The suit by the American Civil Liberties Union on behalf of several taxpayers argues the so-called Education Savings Accounts are unconstitutional because the state constitution bars public funds from being used for religious purposes or organizations. Most of the private schools involved are religious-based.
Attorney General Adam Laxalt filed a motion Monday asking a judge to dismiss, “because (1) Plaintiff’s taxpayer status does not give them standing to challenge the ESA program and, (2) nothing in Article 11 of Nevada’s Constitution prevents the state from creating ESAs.”
The 103-page motion argues that the reforms included in Senate Bill 302 give parents “real choice in how to best educate their children.”
He also argues that the bill isn’t a vouchers program because the funds are not disbursed directly to a private school.
“Under Nevada’s ESA program, by contrast, the state disburses funds into students’ education savings accounts, from which, parents choose where and how those funds will be spent.”
The motion argues that the bill’s author Sen. Scott Hammond, R-Las Vegas, specifically looked at the constitutional issue and said the legislation fits within the constitutional provision.
The motion says that the Plaintiffs’ “objection to SB302’s ‘use’ of their taxes does not establish standing.” It argues only the Legislature can repeal the law.
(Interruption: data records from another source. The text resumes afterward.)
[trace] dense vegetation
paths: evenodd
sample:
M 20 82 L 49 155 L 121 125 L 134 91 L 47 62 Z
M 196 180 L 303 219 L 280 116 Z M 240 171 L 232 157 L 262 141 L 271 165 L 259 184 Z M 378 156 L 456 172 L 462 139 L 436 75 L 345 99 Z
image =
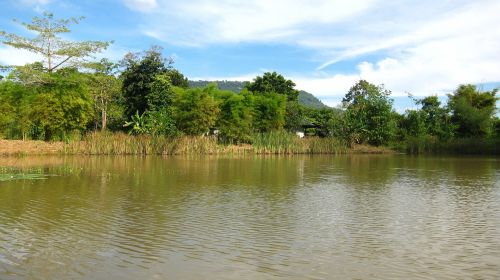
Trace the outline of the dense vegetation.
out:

The American Civil Liberties Union and Americans United for Separation of Church and State sued in August, arguing that the new law violates the so-called “Blaine Amendment” in the Nevada Constitution that bans using public funds for sectarian purposes. Other states have similar language in their constitutions, and the outcome of the Nevada fight could inform cases there.
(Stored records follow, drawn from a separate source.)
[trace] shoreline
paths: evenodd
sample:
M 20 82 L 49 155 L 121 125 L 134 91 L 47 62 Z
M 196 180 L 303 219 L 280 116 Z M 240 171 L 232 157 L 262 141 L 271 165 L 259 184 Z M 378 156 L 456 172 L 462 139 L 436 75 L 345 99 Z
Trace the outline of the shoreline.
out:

“Parents have a right to send their children to religious schools, but they are not entitled to do so at taxpayers’ expense,” ACLU of Nevada Executive Director Tod Story said when the lawsuit was filed.
Story said Monday the ACLU had received the motion and was reviewing it, but said they were confident that the program was unconstitutional, regardless of the state’s arguments.
“We will continue to vigorously protect the rights of Nevadans guaranteed under the Nevada Constitution,” he said.
Laxalt’s motion dismisses the so-called Blaine Amendment to the Nevada Constitution that states that, “no public funds of any character whatever, state county or municipal, shall be used for sectarian purpose.”
“To the extent that ESA funds find their way to religious schools, they do so only through a series of private, individual decisions by the families and students who take part in the program,” it argues.
The Republican-controlled Nevada Legislature passed a bill this spring creating Education Savings Accounts, in spite of Democratic opposition.
The program has proven extremely popular with more than 3,600 parents applying for an ESA program.
A second, similar lawsuit has been filed by a group of Southern Nevada parents raising very similar arguments.
Gov. Brian Sandoval issued a statement said both suits should be consolidated to resolve the issue as quickly as possible and without incurring added expense. Sandoval has made it clear he strongly supports the new law.
“Whether you support the law or not, it is in the best interest of students, educators, parents and schools to have a clear and expedient interpretation that settles these challenges,” he said.
The program, which is considered the broadest school choice program in the country because it’s not limited by factors such as family income, allows parents to claim most of their child’s per-pupil state education funding and use it toward private school tuition or other qualified education expenses.
The Nevada Attorney General’s Office has partnered with former U.S. Solicitor General Paul Clement and his law firm, Bancroft, to fight the battle.
Clement has argued more cases before the U.S. Supreme Court since 2000 than any other lawyer. He represented states challenging Obamacare and represented Hobby Lobby in its bid to not pay for insurance covering certain contraceptives.
The attorney general’s office says the state needs Clement because the eyes of the nation are on the program.
The Associated Press contributed to this report.